February 01, 2011
The Mentally Ill and Unintended Consequences
The good folks at Pajamas Media have posted my most recent article on the unintended consequences of involuntary commitment laws and their history. It can be found here.
I've included a bit of history about how we came to be in a relatively sorry state in terms of public safety and the treatment of the truly mentally ill. It may be worth your time.

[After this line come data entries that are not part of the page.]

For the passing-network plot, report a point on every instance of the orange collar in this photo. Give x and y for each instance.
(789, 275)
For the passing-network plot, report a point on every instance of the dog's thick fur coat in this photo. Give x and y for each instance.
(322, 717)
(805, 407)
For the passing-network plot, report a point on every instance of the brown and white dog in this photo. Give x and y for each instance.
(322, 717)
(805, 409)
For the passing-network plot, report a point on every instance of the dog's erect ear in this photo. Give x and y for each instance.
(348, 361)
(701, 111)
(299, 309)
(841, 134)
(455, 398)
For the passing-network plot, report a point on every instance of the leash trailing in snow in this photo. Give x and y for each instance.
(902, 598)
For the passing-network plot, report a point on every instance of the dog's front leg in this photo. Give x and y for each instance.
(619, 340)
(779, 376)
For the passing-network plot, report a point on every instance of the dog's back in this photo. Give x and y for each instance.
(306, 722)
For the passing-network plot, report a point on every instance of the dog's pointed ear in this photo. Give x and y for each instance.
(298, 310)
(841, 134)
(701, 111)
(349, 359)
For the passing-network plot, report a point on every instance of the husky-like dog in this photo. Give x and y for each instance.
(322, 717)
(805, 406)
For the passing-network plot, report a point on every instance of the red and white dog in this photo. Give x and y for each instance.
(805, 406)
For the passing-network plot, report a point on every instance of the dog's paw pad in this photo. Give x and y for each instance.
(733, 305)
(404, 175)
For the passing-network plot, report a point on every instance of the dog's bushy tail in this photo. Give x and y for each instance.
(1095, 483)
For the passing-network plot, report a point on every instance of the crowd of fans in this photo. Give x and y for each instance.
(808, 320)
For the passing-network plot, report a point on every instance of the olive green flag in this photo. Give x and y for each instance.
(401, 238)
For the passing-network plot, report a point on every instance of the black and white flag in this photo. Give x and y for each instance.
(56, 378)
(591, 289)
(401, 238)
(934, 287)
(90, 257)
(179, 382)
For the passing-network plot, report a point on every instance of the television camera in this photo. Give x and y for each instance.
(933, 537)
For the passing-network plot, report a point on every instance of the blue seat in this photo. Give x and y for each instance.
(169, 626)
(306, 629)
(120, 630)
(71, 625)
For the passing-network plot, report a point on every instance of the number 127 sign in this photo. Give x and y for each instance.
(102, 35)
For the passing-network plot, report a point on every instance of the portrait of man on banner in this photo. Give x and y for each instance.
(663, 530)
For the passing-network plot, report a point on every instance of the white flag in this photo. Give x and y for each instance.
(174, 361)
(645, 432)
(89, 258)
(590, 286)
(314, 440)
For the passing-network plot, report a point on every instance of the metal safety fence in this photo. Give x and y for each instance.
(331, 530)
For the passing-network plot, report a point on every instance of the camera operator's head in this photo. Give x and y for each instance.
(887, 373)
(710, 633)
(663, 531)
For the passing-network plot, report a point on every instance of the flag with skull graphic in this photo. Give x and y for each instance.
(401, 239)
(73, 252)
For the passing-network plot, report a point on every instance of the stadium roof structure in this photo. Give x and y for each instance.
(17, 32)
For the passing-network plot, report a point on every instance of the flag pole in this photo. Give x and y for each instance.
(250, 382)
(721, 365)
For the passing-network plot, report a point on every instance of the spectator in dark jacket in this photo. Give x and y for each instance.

Nice piece on those with mental problems and the history of treatment decay. I was a med student in 1967 in CA when Reagan was Governor. He and the large CA mental health facility system, that was very well run but held lots of "inmates" came under attack by the head of the Norwegian Secretary of mental health as barbaric and unenlightened. Reagan, a master of the media, arranged a visit to the premier facility in the State in which I was at a training session the day before. The place had many patients with the character disorders you described, including so called "hysterics", women who had trouble dealing with men. As a group they were very well kept people and usually very attractive. All of these patients were brought before the(then) well controlled cameras to give the appearance of happy well good looking well fed and cared for inmates. The facility itself was painted the day before and the ground,even where it was not devoid of grass, was sprayed with green paint( I got it on my shoes). Reagan won that round and Norway shut up, but in the end many of the facilities were closed, and Reagan himself was an advocate of the process. High costs and the advent of psychotherapeutic drugs like Thorazine gave credence to emptying institutions. How patients might be forced to take their drugs was not a question to be raised, and is still ignored. There will always be shooters like the Tuscon guy but there would be fewer if more attention was paid to less voluntary organized help. Those who advocated freedom for the mentally ill would prefer less freedom for others to try and control the problems they helped create, and they have not given up on these ideas
Posted by: mytralman at February 1, 2011 12:16 PMI don't think you can imagine the amount of money that is spent on the "care" of the mentally ill in this country. In any given hospital in which I have been a physician, their are about 20 to 40 individuals that are always at the hospital and always at the ER. These people require a considerable amount of work and expend a large amount of the health care dollar and resources. Almost all of these people are nuts, to use the clinical terms. They don't take their medication (if they can afford it) and have extremely unstalbe illnesses that are life threatening. Yet nothing can be done over the long haul to care for them due to our inability to address their mental health issues, these are the real culprit in their repeated hospitalizations. If you wanted to reduce the expenditure of health resouces and reduce the cost of medical care, then re-institute mental health care in the fashion of the 50 and 60's.